Re: Promise index tuples for UPSERT

Поиск
Список
Период
Сортировка
От Heikki Linnakangas
Тема Re: Promise index tuples for UPSERT
Дата
Msg-id 542E6647.3070400@vmware.com
обсуждение исходный текст
Ответ на Re: Promise index tuples for UPSERT  (Simon Riggs <simon@2ndquadrant.com>)
Ответы Re: Promise index tuples for UPSERT
Re: Promise index tuples for UPSERT
Список pgsql-hackers
On 10/03/2014 11:07 AM, Simon Riggs wrote:
> On 1 October 2014 20:54, Heikki Linnakangas <hlinnakangas@vmware.com> wrote:
>> On 10/01/2014 02:34 PM, Simon Riggs wrote:
>>>
> ...
>>> When later insert scans see the promise tuple they perform
>>> XactLockTableWait() and when they get control they look again for the
>>> key. If they find a promise tuple with an aborted xid they replace
>>> that value with their own xid and continue as a). Otherwise b).
>>
>>
>> XactLockTableWait() waits until the end of transaction, that's not you want
>> here. If the backend that inserted the promise tuple decides to not proceed
>> with the insertion, and removes the promise tuple, the backend waiting on it
>> needs to be woken up more or less immediately, not when the transaction
>> completes.
>
> There is no "remove promise tuple" part of the above design.
>
>> I had this exact same issue in my earlier patch versions, fixed it with a
>> new kind of heavy-weight lock, and a new field in PGPROC
>> (http://www.postgresql.org/message-id/52D00D2D.6030307@vmware.com). That
>> wasn't very pretty, but it got the job done. Some other design might be
>> better.
>
> Currently, if some fool developer decides to insert rows that already
> duplicate values in the table, then currently he inserts a heap row,
> then sees a potential conflict in the index and waits for the
> conflicting xact to end. His fool insert, his wait. That's how btree
> does this now.
> I don't see any reason why we need to do better for Upsert.
>
> If the row already exists we need to be able to quickly change into an
> update, but we still only support one write xact at a time.

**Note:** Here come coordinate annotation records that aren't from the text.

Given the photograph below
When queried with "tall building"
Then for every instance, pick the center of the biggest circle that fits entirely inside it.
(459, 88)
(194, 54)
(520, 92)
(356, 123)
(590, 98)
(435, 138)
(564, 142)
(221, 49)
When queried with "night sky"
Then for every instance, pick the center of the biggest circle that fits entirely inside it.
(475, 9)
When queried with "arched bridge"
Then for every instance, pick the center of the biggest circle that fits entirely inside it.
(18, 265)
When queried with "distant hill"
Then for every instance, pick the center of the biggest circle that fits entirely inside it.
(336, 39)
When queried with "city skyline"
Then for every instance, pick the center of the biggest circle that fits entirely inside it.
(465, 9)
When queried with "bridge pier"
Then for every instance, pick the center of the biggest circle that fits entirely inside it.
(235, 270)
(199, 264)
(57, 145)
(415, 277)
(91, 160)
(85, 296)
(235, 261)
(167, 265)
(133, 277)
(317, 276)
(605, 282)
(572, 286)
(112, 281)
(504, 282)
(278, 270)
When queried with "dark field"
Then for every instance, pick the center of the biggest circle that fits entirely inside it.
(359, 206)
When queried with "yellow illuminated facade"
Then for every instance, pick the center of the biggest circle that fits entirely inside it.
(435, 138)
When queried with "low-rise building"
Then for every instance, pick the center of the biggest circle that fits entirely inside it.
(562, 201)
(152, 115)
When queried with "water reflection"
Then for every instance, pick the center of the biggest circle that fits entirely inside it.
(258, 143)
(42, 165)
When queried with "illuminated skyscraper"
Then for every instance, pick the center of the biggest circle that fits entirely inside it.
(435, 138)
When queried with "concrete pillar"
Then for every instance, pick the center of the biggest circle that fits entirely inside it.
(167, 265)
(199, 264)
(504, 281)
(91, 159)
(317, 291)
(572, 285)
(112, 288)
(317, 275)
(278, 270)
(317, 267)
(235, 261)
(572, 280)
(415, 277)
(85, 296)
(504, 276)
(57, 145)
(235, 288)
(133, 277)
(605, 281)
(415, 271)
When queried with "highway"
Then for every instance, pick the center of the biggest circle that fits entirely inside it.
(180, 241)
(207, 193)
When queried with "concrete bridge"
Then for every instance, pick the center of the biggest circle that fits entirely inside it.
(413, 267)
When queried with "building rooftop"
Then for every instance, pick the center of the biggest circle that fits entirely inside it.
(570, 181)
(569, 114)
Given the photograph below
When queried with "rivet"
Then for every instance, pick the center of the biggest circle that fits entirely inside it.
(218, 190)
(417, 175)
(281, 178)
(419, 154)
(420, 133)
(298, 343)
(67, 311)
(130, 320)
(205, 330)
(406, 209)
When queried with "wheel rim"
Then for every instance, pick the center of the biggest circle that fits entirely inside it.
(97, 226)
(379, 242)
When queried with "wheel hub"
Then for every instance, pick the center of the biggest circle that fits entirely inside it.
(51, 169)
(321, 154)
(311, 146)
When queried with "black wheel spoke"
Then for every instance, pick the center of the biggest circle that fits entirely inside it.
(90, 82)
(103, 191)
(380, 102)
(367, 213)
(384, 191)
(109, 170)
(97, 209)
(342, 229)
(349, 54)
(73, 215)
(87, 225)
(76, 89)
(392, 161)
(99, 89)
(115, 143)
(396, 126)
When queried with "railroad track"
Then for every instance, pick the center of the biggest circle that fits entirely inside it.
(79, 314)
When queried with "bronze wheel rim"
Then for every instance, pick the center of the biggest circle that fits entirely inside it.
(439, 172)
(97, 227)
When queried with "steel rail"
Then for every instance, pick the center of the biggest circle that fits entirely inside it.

That lowers the bar from what I thought everyone agreed on. Namely, if 
two backends run a similar UPSERT command concurrently on a table that 
has more than one unique constraint, they might deadlock, causing one of 
them to throw an error instead of INSERTing or UPDATEing anything.

I'm sure that's useful enough in many applications, but I'd like to have 
a more robust implementation. The shorter we can keep the list of 
caveats, the better.

> The value in the index needs to be protected by a block level lock, so
> we can check it quickly, but the eventual heap work is serialized by
> transactional semantics.
>
> I think a little perspective is due here and we should stick to the
> main use case, not cater for bizarre edge cases.

I'm trying to bisect your thoughts on exactly what use cases you think 
we must support, and which ones you consider bizarre edge cases, and 
what exactly is acceptable behavior in those edge cases.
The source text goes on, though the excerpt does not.